August 5, 2009: The new head of the LTTE, Selvarajah Pathmanathan, has been captured in Malaysia. Pathmanathan was long the head of the LTTE weapons smuggling operation, and thus had security arrangements in Thailand, Malaysia and Myanmar. Pathmanathan also headed the LTTE global fund raising operation, giving him access to large amounts of money. Pathmanathan was seized in a hotel in the Malaysian capital, quickly flown to neighboring Thailand and then to Sri Lanka. Thailand and Malaysia were glad to see the LTTE gunrunning operation, and Pathmanathan, shut down. The smugglers corrupted local officials, and often provided weapons for local criminals and terrorists.

It's unclear how Pathmanathan was tracked down, but it's believed that communications gear found on or near LTTE founder Vellupillai Prabhakaran when he was killed earlier this year, provided the key. The army captured large amounts of LTTE communications gear, including satellite phones, code books (for secret messaging) and the like. All this provided clues to who the other key members of the LTTE were, where they operated from and how one might keep track of their movements. Cooperation from Indian, Thai and Malaysian police also provided useful information for the hunt, which enabled the new head of the LTTE to be caught within two weeks of him assuming his new job. Some also believe that jealous rivals within the LTTE may have tipped off police on where Pathmanathan was. That's possible, but unlikely, as the LTTE is in pretty bad shape at the moment, and that usually unites an organization facing a threat to its very existence. It is hoped that Pathmanathan will talk freely. If not, he stands to be prosecuted, in several countries, for murder. Unless he can make a deal (by telling everything he knows), he's headed straight for the gallows. Capital punishment is still legal in Buddhist Sri Lanka, but no executions have been carried out for decades. Public opinion regarding LTTE leaders could change that.

August 2, 2009: Interrogations of captured LTTE operatives revealed the location, on the west coast, of seven LTTE boats, with 200 horsepower engines, hidden in the jungle. The extent of hidden LTTE material has shocked government intelligence officials, who had underestimated how lavishly the LTTE had equipped itself.

July 28, 2009:  Police arrested a senior LTTE intelligence official, Pakyaraja Pradeep, in a central Sri Lanka village. The police had received information from another captured LTTE member about Pradeep's location. Pradeep was in possession of a suicide vest when arrested.

July 25, 2009: In the southern coastal town of Kalutara, factional fighting in a local mosque led to a fight that left two dead and eleven wounded.

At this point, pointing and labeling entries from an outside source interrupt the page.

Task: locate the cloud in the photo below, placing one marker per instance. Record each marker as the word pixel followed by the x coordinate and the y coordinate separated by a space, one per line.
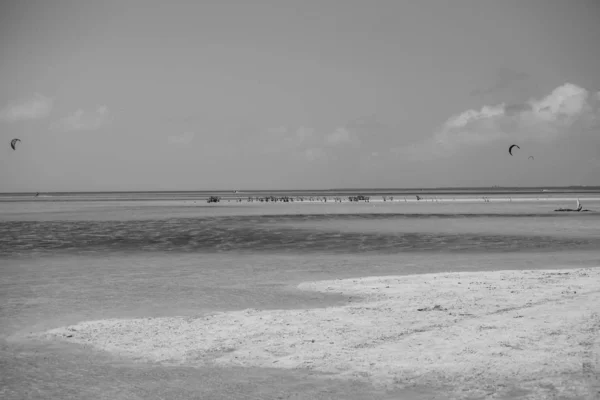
pixel 184 138
pixel 565 111
pixel 37 107
pixel 85 120
pixel 341 136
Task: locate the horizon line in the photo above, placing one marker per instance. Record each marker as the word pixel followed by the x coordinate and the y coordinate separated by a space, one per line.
pixel 314 190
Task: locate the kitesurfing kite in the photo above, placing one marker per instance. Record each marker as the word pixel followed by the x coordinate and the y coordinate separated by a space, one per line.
pixel 13 143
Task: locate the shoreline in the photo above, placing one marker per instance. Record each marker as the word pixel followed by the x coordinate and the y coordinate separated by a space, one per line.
pixel 468 330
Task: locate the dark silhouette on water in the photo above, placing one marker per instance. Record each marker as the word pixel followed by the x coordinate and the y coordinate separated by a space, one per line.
pixel 578 209
pixel 510 148
pixel 13 143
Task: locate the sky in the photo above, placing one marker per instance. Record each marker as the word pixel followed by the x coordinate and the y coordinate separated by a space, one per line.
pixel 153 95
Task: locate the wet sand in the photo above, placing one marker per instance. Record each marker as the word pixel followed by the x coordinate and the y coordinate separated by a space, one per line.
pixel 475 332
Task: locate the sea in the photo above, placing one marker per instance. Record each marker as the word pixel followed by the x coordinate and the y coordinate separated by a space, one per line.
pixel 69 257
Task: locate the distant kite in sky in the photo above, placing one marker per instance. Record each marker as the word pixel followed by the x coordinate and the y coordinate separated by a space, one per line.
pixel 13 143
pixel 510 148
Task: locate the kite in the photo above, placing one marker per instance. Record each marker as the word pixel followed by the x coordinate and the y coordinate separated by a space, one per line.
pixel 13 143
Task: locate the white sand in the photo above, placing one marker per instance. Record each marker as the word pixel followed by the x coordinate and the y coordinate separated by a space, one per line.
pixel 477 332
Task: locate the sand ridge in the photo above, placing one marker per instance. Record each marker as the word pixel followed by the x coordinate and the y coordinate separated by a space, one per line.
pixel 474 331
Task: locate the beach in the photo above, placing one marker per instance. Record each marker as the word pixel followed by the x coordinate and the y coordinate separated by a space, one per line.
pixel 475 332
pixel 168 298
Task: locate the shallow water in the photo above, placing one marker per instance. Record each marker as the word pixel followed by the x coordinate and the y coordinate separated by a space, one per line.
pixel 64 262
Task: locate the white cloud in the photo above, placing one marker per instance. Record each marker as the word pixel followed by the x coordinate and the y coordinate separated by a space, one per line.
pixel 561 113
pixel 85 120
pixel 184 138
pixel 37 107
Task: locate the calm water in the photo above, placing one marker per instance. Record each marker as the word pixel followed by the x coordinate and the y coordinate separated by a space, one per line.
pixel 68 259
pixel 303 234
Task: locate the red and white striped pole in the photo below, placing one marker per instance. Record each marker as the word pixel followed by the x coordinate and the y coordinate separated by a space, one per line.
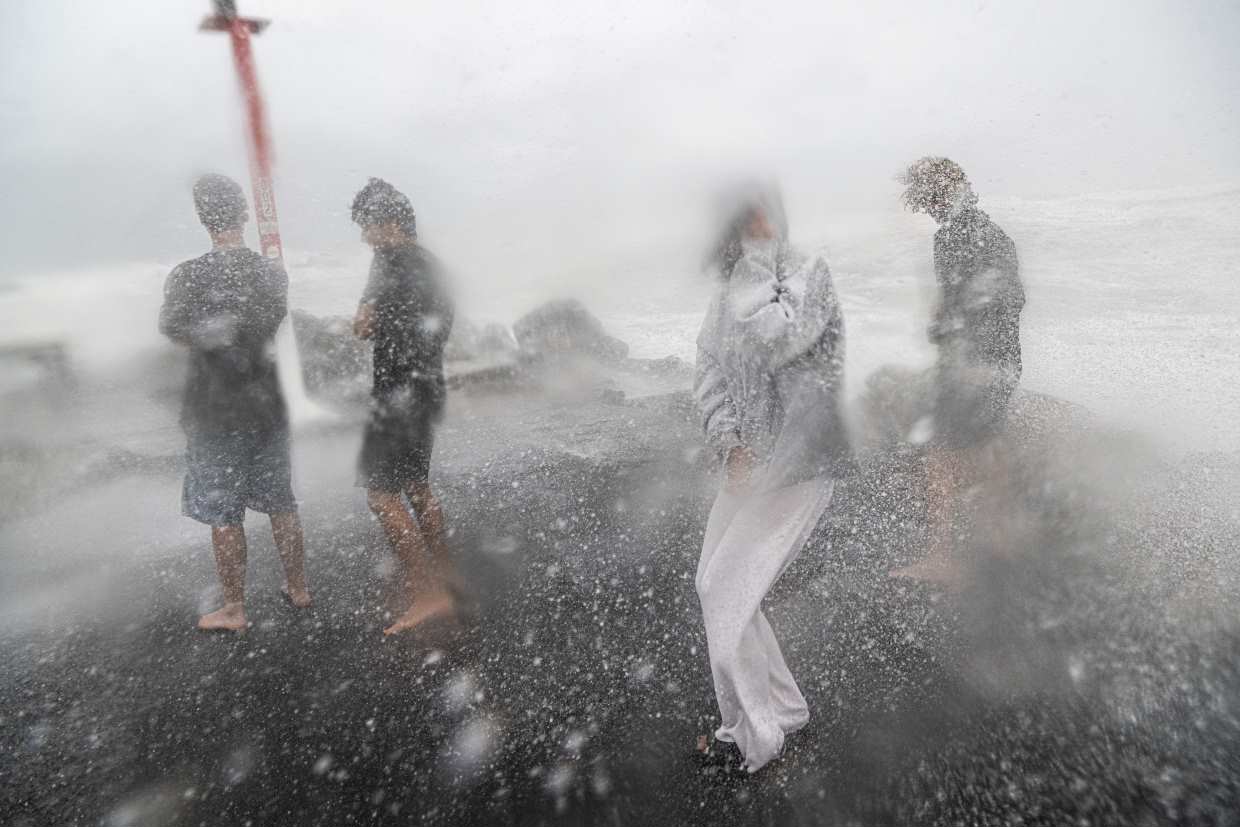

The years of persecution by the LTTE has resulted in growing popularity for Islamic radicalism, in order to defend Islam from the evil Hindus (the Tamils are Hindu, but the LTTE is not). This Islamic radicalism never attracted much attention because of the far more violent LTTE operations. But now the LTTE is smashed, and the Moslems are trying to sort out who shall dominate Islamic affairs on the island.

July 24, 2009: The government is releasing most military deserters from jail. Last month, 585 were freed on the occasion of a Buddhist festival, and now another 1,800 are being freed via a presidential amnesty. Most deserters were not caught, prosecuted and jailed, and  are still technically part of the armed forces. There are over 50,000 of these, and the government is moving to simply discharge them and be done with it.